Let’s now show how using the same abstraction we can do the same thing, but not need to abuse Context.Value.

package goexperiments

import (
    "context"
    "net/http"
)

type HandlerMiddleware interface {
    HandleHTTPC(ctx context.Context, rw http.ResponseWriter, req *http.Request, next http.Handler)
}

var function1 HandlerMiddleware = nil
var function2 HandlerMiddleware = nil

func makeChain(chain ...HandlerMiddleware) http.Handler { return nil }

type AddUserID struct {
    OnUserID func(userID string) http.Handler
}

func (a *AddUserID) ServeHTTP(rw http.ResponseWriter, req *http.Request) {
    userID := req.Header.Get("userid")
    a.OnUserID(userID).ServeHTTP(rw, req)
}

type UseUserID struct {
    UserID string
}

func (u *UseUserID) ServeHTTP(rw http.ResponseWriter, req *http.Request) {
    rw.Write([]byte(u.UserID))
}

type ServerNoAbuseContext struct{}

func (s *ServerNoAbuseContext) ServeHTTP(rw http.ResponseWriter, req *http.Request) {
    req = req.WithContext(context.Background())
    chainWithAuth := func(userID string) http.Handler {
        return makeChain(function1, function2, &UseUserID{
            UserID: userID,
        })
    }
    chainPartOne := &AddUserID{
        OnUserID: chainWithAuth,
    }
    chainPartOne.ServeHTTP(rw, req)
}

In this example, we can still use the same middleware abstractions and still have only the main function know about the chain of middleware, but use the UserID in a type safe way. The variable chainPartOne is the middleware chain up to when we extract the UserID. That part of the chain can then create the next part of the chain, chainWithAuth, using the UserID directly.

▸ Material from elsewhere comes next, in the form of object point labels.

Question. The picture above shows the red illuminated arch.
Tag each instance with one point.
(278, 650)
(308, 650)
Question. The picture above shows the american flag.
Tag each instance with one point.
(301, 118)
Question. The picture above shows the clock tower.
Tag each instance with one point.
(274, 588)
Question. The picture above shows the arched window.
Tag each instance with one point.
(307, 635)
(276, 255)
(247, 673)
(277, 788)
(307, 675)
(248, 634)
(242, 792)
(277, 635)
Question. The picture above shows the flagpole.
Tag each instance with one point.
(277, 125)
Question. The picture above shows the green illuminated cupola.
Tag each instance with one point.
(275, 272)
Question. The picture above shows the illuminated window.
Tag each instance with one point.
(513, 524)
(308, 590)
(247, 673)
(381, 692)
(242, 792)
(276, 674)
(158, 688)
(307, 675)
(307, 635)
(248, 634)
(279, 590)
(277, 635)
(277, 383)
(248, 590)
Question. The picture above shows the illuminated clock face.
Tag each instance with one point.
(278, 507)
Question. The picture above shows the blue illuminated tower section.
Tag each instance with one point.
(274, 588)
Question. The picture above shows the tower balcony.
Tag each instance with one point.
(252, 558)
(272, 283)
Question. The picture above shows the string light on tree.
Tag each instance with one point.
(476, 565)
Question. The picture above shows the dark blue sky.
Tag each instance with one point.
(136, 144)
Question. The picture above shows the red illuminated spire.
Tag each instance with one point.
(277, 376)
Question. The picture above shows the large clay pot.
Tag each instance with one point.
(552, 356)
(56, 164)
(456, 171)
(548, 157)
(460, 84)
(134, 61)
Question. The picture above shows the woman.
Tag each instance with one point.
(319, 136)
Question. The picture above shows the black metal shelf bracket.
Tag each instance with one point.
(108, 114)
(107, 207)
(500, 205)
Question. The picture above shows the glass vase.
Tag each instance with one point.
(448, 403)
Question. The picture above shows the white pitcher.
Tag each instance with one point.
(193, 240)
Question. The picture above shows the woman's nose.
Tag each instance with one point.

In this example, we can keep Context to just ending early long-running functions. We have also clearly documented that struct UseUserID needs a UserID to behave correctly. This clear separation means that when people later refactor this code or try to reuse UseUserID, they know what to expect.

Why the exception for maintainers Link to heading

I admit carving out an exception for maintainers in Context.Value is somewhat arbitrary. My personal reasoning is to imagine a perfectly designed system. In this system, there would be no need for introspecting an application, no need for debug logs, and little need for metrics. The system is perfect so maintenance problems don’t exist. Unfortunately, the reality is that we do need to debug systems. Putting this debug information in a Context object is a compromise between the perfect API that would never need maintenance and the realities of wanting to thread debug information across an API. However, I wouldn’t particularly argue with someone that wants to make even debugging information explicit in their API.

Try not to use context.Value Link to heading

You can get into way more trouble than it’s worth trying to use context.Value. I empathize about how easy it is to just add something into context.Value and retrieve it later in some far away abstraction, but the ease of use now is paid for by pain when refactoring later. There is almost never a need to use it and if you do, it makes refactoring your code later very difficult because it becomes unknown (especially by the compiler) what inputs are required for functions. It’s a very contentious addition to Context and can easily get one in more trouble than it’s worth.